- class openfe.setup.atom_mapping.LigandAtomMapping(componentA: SmallMoleculeComponent, componentB: SmallMoleculeComponent, componentA_to_componentB: dict[int, int], annotations: dict[str, Any] | None = None)#
Container for an atom mapping between two small molecule components.
This is a specialized version of
AtomMappingforSmallMoleculeComponentwhich stores the mapping as a dict of integers.- Parameters:
componentA (SmallMoleculeComponent) – the ligand molecules on either end of the mapping
componentB (SmallMoleculeComponent) – the ligand molecules on either end of the mapping
componentA_to_componentB (dict[int, int]) – correspondence of indices of atoms between the two ligands; the keys are indices in componentA and the values are indices in componentB. These are checked that they are within the possible indices of the respective components.
annotations (dict[str, Any]) – Mapping of annotation identifier to annotation data. Annotations may contain arbitrary JSON-serializable data. Annotation identifiers starting with
ofe-may have special meaning in other parts of OpenFE.scoreis a reserved annotation identifier.
- property componentA_to_componentB: dict[int, int]#
Maps the index of an item from Component A onto Component B
Keys are indices from Component A, values are indices from Component B.
Not all indices will be resolvable, these items have no corresponding entity in the other component (e.g. the atom disappears), therefore resulting in a KeyError on query
- property componentA_unique#
Indices of atoms in component A that aren’t mappable to B
- property componentB_unique#
Indices of atoms in component B that aren’t mappable to A
- property annotations#
Any extra metadata, for example the score of a mapping
- draw_to_file(fname: str, d2d=None)#
Save atom map visualization to disk
- Parameters:
d2d (
rdkit.Chem.Draw.rdMolDraw2D.MolDraw2D) – If desired specify an instance of a MolDraw2D object. DefaultNonewill write a .png file using the MolDraw2DCairo backend.fname (str) – Name of file to save atom map
- view_3d(spheres: bool | None = True, show_atomIDs: bool | None = False, style: str | None = 'stick', shift: Tuple[float, float, float] | NDArray[np.float64] | None = None) py3Dmol.view#
Render relative transformation edge in 3D using py3Dmol.

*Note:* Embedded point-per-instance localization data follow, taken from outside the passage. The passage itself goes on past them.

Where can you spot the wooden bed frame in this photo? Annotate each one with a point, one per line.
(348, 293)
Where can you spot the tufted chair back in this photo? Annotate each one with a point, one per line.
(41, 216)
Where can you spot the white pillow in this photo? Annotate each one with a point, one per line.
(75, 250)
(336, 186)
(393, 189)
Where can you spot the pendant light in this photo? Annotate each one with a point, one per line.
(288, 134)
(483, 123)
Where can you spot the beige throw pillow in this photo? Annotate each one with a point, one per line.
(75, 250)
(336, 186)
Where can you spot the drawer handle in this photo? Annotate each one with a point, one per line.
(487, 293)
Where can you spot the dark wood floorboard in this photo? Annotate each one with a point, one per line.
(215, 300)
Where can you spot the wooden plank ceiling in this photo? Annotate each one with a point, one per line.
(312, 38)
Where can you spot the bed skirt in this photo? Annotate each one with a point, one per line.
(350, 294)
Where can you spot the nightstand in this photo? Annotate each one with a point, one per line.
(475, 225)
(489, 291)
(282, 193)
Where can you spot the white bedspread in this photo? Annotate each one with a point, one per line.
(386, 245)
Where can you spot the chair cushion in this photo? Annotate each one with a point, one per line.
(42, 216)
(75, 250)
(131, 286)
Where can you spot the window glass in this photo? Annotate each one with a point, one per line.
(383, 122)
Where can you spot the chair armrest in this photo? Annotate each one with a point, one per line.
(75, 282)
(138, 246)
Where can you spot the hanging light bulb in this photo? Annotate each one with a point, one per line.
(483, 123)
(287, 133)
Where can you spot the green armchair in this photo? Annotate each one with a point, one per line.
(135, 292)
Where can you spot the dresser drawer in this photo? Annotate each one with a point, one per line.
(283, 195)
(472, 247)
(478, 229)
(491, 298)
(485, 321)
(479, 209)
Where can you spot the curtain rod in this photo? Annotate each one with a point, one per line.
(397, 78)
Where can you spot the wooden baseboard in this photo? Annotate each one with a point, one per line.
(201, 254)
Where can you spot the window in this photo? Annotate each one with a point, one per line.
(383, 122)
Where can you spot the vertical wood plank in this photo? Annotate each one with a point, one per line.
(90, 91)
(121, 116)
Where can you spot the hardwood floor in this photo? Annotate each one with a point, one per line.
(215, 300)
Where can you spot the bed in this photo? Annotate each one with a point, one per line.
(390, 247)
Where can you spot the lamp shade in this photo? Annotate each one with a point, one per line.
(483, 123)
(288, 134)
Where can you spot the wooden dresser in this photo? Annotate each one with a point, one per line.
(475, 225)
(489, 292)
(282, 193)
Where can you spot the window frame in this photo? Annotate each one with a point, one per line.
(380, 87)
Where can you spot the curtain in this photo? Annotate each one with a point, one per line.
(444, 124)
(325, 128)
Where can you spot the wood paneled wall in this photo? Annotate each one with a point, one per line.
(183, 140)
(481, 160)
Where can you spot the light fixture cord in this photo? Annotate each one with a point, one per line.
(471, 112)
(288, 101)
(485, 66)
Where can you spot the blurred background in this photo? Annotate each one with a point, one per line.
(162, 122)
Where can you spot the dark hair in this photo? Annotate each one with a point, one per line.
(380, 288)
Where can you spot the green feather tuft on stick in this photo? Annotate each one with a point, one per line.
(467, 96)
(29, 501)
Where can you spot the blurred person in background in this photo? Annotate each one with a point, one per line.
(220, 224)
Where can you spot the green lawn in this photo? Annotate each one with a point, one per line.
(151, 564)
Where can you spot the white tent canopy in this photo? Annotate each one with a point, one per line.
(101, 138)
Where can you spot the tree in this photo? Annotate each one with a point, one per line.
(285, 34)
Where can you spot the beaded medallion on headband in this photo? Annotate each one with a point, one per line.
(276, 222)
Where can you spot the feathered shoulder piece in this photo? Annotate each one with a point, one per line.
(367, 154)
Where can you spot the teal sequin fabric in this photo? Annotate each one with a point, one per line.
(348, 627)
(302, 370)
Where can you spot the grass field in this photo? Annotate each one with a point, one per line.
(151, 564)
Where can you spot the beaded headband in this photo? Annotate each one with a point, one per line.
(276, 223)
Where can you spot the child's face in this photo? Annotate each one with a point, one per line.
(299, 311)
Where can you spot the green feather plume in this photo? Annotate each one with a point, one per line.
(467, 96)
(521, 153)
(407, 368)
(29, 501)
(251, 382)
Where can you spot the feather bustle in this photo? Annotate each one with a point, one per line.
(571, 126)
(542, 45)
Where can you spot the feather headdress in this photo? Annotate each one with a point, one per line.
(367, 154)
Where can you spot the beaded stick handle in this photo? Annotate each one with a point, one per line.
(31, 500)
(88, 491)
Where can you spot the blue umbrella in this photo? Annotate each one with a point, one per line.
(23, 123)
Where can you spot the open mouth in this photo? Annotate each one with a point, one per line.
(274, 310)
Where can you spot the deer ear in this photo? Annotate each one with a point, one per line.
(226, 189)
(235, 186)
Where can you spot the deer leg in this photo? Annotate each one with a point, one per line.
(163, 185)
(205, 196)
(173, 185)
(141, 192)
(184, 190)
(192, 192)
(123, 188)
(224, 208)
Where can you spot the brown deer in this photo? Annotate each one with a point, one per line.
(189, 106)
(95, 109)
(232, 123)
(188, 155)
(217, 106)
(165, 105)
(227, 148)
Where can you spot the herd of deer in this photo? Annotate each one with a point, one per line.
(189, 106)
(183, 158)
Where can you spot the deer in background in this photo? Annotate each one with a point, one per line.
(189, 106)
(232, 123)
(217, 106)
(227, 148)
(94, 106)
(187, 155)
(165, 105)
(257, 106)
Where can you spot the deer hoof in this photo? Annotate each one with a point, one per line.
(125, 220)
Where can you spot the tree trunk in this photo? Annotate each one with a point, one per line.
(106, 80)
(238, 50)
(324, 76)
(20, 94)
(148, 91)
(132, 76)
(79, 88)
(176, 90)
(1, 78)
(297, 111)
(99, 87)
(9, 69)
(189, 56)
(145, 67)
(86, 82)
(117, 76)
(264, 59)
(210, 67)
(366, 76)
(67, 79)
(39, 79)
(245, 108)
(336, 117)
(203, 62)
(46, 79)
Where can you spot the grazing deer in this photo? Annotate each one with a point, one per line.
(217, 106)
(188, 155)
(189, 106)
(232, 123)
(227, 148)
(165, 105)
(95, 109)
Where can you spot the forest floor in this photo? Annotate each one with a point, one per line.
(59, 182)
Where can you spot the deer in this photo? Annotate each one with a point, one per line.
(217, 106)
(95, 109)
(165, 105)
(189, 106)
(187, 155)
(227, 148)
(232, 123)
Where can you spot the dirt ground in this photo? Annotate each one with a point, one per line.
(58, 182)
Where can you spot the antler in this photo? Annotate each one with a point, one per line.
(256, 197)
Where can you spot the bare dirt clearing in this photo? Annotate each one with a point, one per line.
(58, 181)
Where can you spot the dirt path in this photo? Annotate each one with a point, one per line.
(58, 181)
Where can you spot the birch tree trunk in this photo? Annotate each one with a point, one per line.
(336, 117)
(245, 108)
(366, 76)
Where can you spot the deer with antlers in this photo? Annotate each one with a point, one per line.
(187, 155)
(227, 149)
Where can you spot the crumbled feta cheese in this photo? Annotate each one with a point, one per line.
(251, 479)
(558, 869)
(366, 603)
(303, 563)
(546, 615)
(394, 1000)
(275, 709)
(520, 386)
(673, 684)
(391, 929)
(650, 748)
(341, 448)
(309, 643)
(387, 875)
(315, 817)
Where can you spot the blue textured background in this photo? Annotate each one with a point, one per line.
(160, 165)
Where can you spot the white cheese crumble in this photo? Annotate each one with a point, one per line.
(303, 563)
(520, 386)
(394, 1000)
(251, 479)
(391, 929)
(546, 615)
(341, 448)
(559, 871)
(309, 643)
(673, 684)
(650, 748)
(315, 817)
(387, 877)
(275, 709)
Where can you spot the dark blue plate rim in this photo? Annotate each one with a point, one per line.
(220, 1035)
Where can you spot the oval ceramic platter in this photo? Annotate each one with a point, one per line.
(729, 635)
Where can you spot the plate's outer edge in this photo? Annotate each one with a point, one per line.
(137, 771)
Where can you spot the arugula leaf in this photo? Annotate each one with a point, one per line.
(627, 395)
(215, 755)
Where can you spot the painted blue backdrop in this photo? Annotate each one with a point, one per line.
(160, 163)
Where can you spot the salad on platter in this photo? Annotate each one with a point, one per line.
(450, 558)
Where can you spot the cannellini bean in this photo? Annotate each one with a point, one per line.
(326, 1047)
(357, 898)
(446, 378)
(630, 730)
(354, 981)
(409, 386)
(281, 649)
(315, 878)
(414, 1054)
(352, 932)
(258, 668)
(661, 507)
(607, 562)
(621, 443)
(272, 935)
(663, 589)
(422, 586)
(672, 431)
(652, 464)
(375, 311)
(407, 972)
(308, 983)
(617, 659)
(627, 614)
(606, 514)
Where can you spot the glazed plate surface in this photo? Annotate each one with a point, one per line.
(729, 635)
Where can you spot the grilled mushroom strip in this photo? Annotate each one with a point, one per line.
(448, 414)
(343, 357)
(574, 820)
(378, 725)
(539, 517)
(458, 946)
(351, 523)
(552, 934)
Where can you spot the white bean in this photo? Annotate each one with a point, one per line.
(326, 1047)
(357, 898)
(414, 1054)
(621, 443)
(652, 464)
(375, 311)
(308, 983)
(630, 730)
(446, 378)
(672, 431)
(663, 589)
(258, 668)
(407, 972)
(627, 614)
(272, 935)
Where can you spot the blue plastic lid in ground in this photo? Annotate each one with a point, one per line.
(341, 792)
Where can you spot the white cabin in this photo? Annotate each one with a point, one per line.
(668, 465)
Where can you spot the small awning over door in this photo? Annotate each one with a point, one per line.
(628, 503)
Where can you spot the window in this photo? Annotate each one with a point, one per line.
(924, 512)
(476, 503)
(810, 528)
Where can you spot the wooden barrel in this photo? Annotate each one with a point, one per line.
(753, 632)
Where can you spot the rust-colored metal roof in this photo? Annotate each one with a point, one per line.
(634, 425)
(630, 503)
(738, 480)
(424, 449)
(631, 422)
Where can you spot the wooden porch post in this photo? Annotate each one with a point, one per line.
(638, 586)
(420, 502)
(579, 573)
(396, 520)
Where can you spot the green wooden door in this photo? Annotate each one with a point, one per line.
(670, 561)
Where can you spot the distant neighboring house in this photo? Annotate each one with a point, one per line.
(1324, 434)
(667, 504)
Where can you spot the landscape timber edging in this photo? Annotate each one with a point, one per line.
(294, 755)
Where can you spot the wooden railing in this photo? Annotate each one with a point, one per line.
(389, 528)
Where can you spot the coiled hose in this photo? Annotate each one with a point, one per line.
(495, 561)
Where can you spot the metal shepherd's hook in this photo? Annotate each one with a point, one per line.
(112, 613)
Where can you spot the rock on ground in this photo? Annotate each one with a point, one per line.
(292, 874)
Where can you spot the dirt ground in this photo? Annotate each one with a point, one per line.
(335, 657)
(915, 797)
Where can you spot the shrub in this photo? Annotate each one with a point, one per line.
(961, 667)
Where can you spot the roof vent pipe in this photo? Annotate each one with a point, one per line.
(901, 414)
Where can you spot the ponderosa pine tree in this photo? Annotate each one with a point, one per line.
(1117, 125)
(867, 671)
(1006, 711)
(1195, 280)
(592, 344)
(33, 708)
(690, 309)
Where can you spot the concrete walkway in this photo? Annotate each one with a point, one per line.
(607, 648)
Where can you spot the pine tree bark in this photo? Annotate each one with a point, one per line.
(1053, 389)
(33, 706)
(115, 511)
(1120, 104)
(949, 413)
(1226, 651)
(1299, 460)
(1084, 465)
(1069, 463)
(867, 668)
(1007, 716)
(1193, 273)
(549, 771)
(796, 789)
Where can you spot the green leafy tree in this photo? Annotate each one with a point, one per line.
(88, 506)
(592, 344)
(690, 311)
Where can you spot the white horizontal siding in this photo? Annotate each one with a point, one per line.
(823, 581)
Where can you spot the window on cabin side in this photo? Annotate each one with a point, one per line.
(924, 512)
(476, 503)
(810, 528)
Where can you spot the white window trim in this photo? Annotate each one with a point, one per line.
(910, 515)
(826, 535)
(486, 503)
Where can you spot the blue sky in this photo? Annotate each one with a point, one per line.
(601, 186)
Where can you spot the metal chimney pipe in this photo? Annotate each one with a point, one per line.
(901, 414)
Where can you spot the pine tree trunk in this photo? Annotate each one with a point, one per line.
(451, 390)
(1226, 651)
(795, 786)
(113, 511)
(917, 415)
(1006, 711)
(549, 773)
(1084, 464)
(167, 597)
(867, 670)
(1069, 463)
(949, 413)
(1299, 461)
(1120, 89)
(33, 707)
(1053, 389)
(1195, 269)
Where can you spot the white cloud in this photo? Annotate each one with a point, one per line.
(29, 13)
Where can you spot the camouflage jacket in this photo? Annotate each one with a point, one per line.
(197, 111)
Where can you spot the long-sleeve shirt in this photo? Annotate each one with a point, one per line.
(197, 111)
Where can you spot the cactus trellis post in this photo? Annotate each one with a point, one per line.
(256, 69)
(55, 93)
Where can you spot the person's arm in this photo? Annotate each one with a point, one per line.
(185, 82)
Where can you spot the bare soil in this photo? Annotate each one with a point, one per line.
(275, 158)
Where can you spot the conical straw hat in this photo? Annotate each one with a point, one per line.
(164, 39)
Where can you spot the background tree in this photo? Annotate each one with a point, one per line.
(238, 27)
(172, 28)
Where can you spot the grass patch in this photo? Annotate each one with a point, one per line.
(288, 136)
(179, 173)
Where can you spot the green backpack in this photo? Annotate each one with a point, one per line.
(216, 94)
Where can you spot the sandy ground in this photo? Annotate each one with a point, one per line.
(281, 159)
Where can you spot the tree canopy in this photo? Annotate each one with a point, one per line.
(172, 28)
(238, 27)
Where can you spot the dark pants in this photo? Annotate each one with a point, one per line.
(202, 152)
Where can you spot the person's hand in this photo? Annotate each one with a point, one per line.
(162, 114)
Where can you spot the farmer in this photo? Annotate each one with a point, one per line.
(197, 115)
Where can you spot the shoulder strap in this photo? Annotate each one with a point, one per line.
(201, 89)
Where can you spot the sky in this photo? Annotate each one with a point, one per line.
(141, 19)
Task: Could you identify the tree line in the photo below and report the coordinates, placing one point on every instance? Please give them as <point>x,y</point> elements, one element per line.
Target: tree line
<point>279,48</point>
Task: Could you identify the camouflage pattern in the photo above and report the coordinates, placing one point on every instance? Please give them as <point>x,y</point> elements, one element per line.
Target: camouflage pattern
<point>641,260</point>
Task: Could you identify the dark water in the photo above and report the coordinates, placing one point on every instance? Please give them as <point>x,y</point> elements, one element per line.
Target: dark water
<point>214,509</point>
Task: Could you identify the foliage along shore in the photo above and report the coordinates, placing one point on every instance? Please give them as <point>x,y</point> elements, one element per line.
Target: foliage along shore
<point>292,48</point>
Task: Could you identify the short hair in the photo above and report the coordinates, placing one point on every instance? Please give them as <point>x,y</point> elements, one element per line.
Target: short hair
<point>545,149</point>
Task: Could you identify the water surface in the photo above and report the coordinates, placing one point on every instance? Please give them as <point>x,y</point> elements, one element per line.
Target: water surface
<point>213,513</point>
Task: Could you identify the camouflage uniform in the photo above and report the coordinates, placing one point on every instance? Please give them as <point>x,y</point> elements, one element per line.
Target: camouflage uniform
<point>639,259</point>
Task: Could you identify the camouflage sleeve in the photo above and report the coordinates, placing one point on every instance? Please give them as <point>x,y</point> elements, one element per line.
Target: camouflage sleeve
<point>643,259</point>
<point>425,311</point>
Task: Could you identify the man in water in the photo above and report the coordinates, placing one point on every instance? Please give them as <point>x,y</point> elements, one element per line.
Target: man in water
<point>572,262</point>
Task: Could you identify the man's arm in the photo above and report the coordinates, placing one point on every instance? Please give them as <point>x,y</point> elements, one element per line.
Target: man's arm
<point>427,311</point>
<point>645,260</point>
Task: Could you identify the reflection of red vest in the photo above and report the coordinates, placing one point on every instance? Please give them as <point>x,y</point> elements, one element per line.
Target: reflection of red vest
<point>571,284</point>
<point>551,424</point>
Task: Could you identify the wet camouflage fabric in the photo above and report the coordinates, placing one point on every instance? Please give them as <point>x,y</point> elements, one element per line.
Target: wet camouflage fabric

By default matching atoms will be annotated using colored spheres.
- py3Dmol is an optional dependency, it can be installed with:
pip install py3Dmol
- Parameters:
spheres (bool, optional) – Whether or not to show matching atoms as spheres.
show_atomIDs (bool, optional) – Whether or not to show atom ids in the mapping visualization
style (str, optional) – Style in which to represent the molecules in py3Dmol.
shift (Tuple of floats, optional) – Amount to shift molB by in order to visualize the two ligands. If None, the default shift will be estimated as the largest intraMol distance of both mols.
- Returns:
view – View of the system containing both molecules in the edge.
- Return type:
py3Dmol.view
- with_annotations(annotations: dict[str, Any]) LigandAtomMapping#
Create a new mapping based on this one with extra annotations.